Cloudflare R2, analogous to Amazon Net Service S3, Google Cloud Storage, and Azure Blob Storage, is a knowledge storage service for the cloud.
The event comes as the full variety of cloud apps from which malware downloads originate has elevated to 167, with Microsoft OneDrive, Squarespace, GitHub, SharePoint, and Weebly taking the highest 5 spots.
The phishing campaigns recognized by Netskope not solely abuse Cloudflare R2 to distribute static phishing pages, but additionally leverage the corporate’s Turnstile providing, a CAPTCHA alternative, to position such pages behind anti-bot boundaries to evade detection.
In doing so, it prevents on-line scanners like urlscan.io from reaching the precise phishing website, because the CAPTCHA check leads to a failure.
As a further layer of detection evasion, the malicious websites are designed to load the content material solely when sure situations are met.
“The malicious web site requires a referring website to incorporate a timestamp after a hash image within the URL to show the precise phishing web page,” Michael stated. “Alternatively, the referring website requires a phishing website handed on to it as a parameter.”

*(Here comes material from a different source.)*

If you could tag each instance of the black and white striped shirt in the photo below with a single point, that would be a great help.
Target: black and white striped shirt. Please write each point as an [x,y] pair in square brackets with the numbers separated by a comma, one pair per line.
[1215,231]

Within the occasion no URL parameter is handed to the referring website, guests are redirected to www.google[.]com.
The event comes a month after the cybersecurity firm disclosed particulars of a phishing marketing campaign that was discovered internet hosting its bogus login pages in AWS Amplify to steal customers’ banking and Microsoft 365 credentials, together with card cost particulars through Telegram’s Bot API.